I guess I will go down to the local gov't offices (park svc, forest svc) and ask them what skills/training/certification would be of value to them.


----------



## joeten (Dec 4, 2008)

We all realise your aim but want to be as honest with you as possible and if you have the time then that is good you can then start the process of learning BM gave you some of the areas to start with and you can get some very useful books for self study
mike myers A+ http://www.amazon.com/CompTIA-Certification-Seventh-Edition-220-701/dp/0071701338 is a starting point you can also get network + just scroll down the page for the latest realeases


----------



## greenbrucelee (Apr 24, 2007)

No one was insulted but as you will find there are many adverts on TV or in schools and universities that say things like "get this and earn 50k a year" or "do this cours with us and we guarantee you will get your dream job in 18 months and earn thousands" Even Universities will say do this course and you will be guaranteed a good future career.

Unfortunatley its all BS. It took me 8 years to get into IT mainly because I was applying for positions above my experience level and also the fact that I was not prepared to take the massive pay drop involved.

It wasn't until people mainly Boson Michael set me on the right track.

As Joeten has pointed out you should start with the A+ and N+ and I would sugest then you do something like the xp client 70-270 and the windows 7 client 70-680.


----------



## jenae (Jun 17, 2008)

Hi, I would like to inject a more positive spin on this, enthusiasm is not allied to experience and if you want something enough then you will make it happen. Forget age and whether you start at the bottom all journeys begin with the first step.

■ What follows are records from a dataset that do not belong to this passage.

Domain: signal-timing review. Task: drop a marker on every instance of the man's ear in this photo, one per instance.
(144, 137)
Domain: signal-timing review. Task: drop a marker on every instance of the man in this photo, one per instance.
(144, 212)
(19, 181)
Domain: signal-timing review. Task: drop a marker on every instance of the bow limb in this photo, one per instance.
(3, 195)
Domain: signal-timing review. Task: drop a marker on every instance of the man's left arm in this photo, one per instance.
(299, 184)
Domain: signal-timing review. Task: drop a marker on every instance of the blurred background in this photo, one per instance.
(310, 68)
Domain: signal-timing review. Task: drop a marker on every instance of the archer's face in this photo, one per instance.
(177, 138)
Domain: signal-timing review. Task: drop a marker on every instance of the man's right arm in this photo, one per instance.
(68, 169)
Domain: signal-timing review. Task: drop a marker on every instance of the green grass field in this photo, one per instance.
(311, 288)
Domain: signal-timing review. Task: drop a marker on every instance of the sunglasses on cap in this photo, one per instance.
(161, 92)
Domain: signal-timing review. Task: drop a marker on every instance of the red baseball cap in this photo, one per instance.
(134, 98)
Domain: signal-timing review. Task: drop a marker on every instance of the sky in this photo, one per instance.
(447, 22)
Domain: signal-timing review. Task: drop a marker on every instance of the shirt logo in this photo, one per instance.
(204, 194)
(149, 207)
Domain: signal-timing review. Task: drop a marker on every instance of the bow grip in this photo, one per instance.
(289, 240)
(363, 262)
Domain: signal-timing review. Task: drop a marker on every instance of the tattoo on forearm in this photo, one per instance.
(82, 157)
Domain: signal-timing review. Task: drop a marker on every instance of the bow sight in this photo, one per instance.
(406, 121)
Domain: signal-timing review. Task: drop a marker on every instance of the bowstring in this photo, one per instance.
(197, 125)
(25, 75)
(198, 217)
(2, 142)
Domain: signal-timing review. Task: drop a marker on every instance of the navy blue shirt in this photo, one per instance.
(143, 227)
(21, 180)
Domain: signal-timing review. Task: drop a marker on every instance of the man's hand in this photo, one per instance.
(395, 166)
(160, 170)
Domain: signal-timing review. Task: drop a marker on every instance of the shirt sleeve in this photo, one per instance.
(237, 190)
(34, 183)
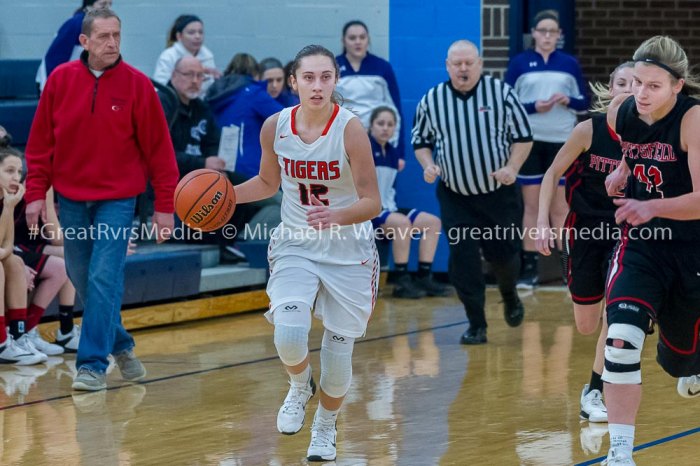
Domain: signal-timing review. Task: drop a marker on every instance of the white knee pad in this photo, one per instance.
(623, 365)
(292, 325)
(336, 364)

If you want this, then it's up to you to make it happen, if it was easy it probably wouldn't be worth doing anyway. The qualifications needed are not that difficult and can be fun. Just don't try for a PhD in the registry.


----------



## joeten (Dec 4, 2008)

I don't believe anyone was trying to dampen any enthusiasm jenae more being honest about the route required,if my comments came across that way I do apologies


----------



## jenae (Jun 17, 2008)

Hi, no my comments were directed at the OP, I agree with the realistic approach, however nothing worth doing is going to be easy. I merely implied that if you want something enough, then it is up to you.


----------



## joeten (Dec 4, 2008)

Sure got that right (sometimes even the stuff not worth it takes some effort lol)


----------